Optional: When connecting NucleoSnap cfDNA columns to the vacuum manifold, the use of disposable NucleoVac Mini Adapter is recommended to avoid cross-contamination, and the addition of NucleoVac Valves or equivalent stopcocks can be used if samples with different volumes are expected.

Pause point: If not proceeding with quantification and fragment size determination, extracted cfDNA can be stored at 4°C for a short duration or at -20°C for longer term, freeze-thaw cycles should be avoided.

Quantification and fragment size determination

Timing: 3 h

As part of quality control, extracted cfDNA is subjected to quantification and fragment size determination. In view of the expected low cfDNA concentration, a quantitative PCR (qPCR)-based assay targeting a repeat sequence (such as ALU or LINE-1) is adopted to maximize sensitivity (Rago et al., 2007), although fluorometric quantification such as using the Qubit fluorometer and dsDNA HS Assay Kit can be considered.

• 15.
  cfDNA is quantified by qPCR by comparison against standards of genomic DNA (gDNA) with known concentrations using primers targeting the ALU sequences (ALU115-F’: CCTGAGGTCAGGAGTTCGAG, ALU115-R’: CCCGAGTAGCTGGGATTACA) (Umetani et al., 2006).

  • a.
    Using gDNA at known concentration (e.g., Promega G1521), prepare serially diluted gDNA samples at (10 ng/μL, 1 ng/μL, 100 pg/μL, 10 pg/μL, 1 pg/μL) as qPCR standards.
  • b.
    Run qPCR according to the following setup with gDNA standards (1 pg/μL – 10 ng/μL) and samples in triplicates (1 μL of standard or extracted cfDNA per well) to obtain the mean concentration of samples relative to the standard curve.

PCR reaction master mix

Reagent	Working stocks	Volume (μL)
PowerUp SYBR Green Master Mix	2×	12.5
Forward primer	0.2 μM	0.5
Reverse primer	0.2 μM	0.5
H2O	–	10.5
cfDNA	–	1
Total	–	25

PCR cycling conditions

Step	Temp	Duration	Cycles
Pre-activation	95°C	15 min	1
Denaturation	94°C	15 s	35
Annealing	64°C	30 s
Extension	72°C	30 s
Final extension	72°C	10 min	1

• 16.
  Fragment size is determined using the Agilent 4150/4200 TapeStation instruments.

  • a.
    The High Sensitivity D1000 ScreenTape and Reagents allow sizing of DNA at the cell-free range and has a sensitivity down to 5 pg/μL (requires 2 μL of extracted cfDNA).
  • b.
    Alternatively, the Cell-free DNA ScreenTape and Reagents allow sizing of DNA within the cell-free range (150-200 bp) and at the same time determines the proportion of high-molecular weight gDNA contamination (sensitivity down to 20 pg/μL, requires 2 μL of extracted cfDNA).

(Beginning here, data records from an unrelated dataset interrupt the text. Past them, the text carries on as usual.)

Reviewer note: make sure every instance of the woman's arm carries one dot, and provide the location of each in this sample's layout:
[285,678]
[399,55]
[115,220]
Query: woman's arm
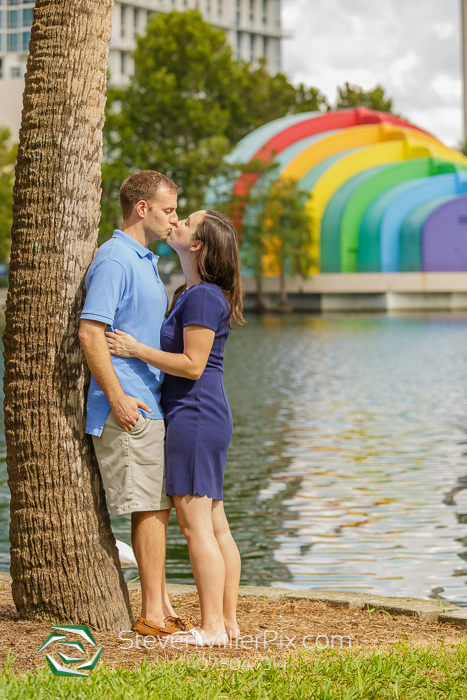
[197,344]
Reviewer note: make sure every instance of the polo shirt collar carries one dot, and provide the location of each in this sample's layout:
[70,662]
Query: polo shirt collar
[131,243]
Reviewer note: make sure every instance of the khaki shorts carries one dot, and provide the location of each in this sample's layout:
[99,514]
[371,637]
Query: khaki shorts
[132,465]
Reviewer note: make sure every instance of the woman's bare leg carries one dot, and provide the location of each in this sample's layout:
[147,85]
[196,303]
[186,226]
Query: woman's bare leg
[194,514]
[232,563]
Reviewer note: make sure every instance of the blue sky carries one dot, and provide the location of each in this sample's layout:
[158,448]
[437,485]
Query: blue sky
[410,47]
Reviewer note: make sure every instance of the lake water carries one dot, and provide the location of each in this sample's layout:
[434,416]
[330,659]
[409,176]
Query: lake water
[348,467]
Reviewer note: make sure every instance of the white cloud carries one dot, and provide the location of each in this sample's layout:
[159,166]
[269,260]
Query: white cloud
[411,48]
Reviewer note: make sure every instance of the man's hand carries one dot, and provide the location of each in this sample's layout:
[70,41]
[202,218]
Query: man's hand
[122,344]
[125,411]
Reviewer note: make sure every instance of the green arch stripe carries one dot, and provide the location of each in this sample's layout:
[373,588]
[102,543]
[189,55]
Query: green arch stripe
[359,245]
[332,219]
[411,234]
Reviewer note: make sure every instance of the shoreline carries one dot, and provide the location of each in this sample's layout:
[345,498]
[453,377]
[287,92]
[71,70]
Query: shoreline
[425,610]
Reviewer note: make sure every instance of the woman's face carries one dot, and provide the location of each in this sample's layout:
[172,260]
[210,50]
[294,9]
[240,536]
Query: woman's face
[181,238]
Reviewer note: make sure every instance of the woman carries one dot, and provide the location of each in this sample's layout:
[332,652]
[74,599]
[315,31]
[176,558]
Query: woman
[197,413]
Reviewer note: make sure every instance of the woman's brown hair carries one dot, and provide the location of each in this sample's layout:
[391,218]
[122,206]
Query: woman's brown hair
[219,261]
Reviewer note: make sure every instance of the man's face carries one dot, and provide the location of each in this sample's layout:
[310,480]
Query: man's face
[160,217]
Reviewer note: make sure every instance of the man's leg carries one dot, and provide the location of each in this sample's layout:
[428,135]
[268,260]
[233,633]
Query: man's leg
[148,538]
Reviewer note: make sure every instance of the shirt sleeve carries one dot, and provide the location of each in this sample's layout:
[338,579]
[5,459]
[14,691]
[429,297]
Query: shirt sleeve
[202,308]
[105,289]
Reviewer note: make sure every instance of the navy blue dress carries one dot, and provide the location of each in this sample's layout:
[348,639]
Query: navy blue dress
[197,413]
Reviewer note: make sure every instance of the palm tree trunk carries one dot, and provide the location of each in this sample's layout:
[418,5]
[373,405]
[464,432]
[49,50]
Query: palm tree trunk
[64,562]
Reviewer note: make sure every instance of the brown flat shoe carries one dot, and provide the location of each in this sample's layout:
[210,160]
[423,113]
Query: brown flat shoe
[180,624]
[145,628]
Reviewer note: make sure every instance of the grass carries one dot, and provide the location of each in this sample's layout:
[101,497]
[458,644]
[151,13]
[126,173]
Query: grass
[402,673]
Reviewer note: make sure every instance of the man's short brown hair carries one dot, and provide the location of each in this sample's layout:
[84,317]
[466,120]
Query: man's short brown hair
[144,186]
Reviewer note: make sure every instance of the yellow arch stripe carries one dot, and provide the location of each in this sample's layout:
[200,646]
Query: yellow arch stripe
[346,139]
[361,160]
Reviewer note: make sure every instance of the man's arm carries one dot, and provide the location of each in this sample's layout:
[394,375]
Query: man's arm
[96,352]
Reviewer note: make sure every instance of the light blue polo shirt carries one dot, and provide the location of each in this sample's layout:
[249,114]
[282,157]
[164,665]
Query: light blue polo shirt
[125,291]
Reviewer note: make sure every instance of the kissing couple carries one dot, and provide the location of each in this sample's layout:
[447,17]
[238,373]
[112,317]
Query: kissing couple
[160,421]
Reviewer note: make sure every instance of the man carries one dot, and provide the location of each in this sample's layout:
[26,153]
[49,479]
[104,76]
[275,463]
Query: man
[124,417]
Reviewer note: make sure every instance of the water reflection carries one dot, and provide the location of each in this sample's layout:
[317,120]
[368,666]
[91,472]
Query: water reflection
[377,440]
[348,467]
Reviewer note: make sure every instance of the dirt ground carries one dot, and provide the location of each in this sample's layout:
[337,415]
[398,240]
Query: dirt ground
[267,630]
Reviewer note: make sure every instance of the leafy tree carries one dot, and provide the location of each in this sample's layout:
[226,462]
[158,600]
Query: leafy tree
[188,103]
[7,164]
[272,222]
[355,96]
[286,233]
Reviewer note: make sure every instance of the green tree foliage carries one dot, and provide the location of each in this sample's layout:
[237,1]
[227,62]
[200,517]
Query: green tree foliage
[7,176]
[286,234]
[271,219]
[355,96]
[188,103]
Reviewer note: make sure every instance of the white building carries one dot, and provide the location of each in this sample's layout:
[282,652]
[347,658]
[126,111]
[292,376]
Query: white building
[253,28]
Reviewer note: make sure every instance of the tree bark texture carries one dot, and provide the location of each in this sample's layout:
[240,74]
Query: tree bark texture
[64,561]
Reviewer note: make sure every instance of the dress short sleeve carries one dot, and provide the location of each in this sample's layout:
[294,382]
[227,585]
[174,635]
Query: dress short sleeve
[105,289]
[202,307]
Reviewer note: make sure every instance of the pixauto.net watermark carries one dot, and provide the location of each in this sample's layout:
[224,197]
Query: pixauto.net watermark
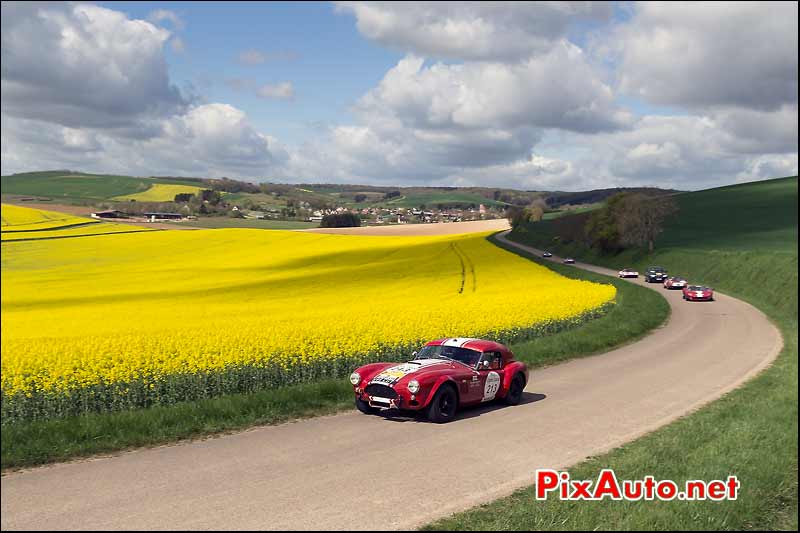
[551,482]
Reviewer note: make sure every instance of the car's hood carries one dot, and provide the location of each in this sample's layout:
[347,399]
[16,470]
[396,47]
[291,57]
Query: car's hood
[390,376]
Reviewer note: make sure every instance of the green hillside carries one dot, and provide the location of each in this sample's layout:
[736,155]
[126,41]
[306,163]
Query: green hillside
[742,240]
[59,184]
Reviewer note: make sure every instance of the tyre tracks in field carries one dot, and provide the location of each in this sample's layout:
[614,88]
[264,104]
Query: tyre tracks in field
[354,472]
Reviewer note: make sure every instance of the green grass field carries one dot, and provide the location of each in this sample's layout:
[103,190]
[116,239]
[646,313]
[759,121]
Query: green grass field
[638,310]
[64,186]
[743,241]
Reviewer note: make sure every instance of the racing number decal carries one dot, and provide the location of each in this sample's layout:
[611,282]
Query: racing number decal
[491,387]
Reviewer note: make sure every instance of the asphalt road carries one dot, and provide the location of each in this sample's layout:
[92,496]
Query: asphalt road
[352,471]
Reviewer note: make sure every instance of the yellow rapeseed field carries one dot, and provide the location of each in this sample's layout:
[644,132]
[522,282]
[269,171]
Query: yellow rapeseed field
[160,192]
[137,319]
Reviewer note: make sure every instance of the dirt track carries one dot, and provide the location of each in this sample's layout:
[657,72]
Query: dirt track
[352,471]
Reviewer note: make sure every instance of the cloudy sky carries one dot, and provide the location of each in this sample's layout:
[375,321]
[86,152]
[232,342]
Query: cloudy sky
[545,95]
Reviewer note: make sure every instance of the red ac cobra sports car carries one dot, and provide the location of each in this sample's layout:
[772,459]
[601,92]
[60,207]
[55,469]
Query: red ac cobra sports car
[695,293]
[675,282]
[444,375]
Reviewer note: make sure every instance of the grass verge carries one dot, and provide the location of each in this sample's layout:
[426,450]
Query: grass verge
[31,443]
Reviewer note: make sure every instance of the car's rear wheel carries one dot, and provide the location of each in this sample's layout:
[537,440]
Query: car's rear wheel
[365,407]
[514,395]
[443,406]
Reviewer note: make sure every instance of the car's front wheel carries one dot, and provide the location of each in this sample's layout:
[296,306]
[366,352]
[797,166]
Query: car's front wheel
[443,406]
[515,390]
[365,407]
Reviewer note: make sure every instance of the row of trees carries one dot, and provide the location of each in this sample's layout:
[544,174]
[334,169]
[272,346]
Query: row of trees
[626,220]
[629,220]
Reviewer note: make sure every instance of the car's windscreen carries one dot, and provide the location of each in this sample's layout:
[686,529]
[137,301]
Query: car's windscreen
[464,355]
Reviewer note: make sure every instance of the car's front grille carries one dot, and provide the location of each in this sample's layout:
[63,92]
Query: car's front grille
[382,391]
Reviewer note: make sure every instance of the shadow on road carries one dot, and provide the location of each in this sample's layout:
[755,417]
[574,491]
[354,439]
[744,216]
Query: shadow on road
[465,413]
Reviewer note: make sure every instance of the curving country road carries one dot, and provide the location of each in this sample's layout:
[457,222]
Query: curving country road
[351,471]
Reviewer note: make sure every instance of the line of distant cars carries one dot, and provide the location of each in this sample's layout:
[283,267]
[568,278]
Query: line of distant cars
[656,274]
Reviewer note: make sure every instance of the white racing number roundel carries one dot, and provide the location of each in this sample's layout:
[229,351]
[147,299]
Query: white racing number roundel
[491,387]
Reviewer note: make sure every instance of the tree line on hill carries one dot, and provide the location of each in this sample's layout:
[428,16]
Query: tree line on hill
[626,220]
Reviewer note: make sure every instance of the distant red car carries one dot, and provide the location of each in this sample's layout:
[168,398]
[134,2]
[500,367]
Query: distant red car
[697,293]
[444,375]
[675,282]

Pause point: If not proceeding with library preparation, extracted cfDNA should be stored at −20°C and freeze-thaw cycles avoided.

Note: Absence of a DNA peak within the cell-free range (150-200 bp) on a TapeStation trace does not preclude downstream processing of a sample as concentrations of tumor-derived cfDNA may be lower than the limit of detection for the TapeStation assay.

Library preparation

Timing: 6 h

Library preparation for lcWGS using the 2S Hyb DNA Library Kit (Integrated DNA Technologies) and the 2S MID Adapter (S1-4, Integrated DNA Technologies). Other indexing options are also available from the manufacturer. Dephosphorylation, end repair, and ligation of adapters are performed according to protocol (Indexing by Ligation and Direct Sequencing workflow, Protocol PRT-037 Version 1 by Swift Biosciences, Document S1), with the following specifications and modifications.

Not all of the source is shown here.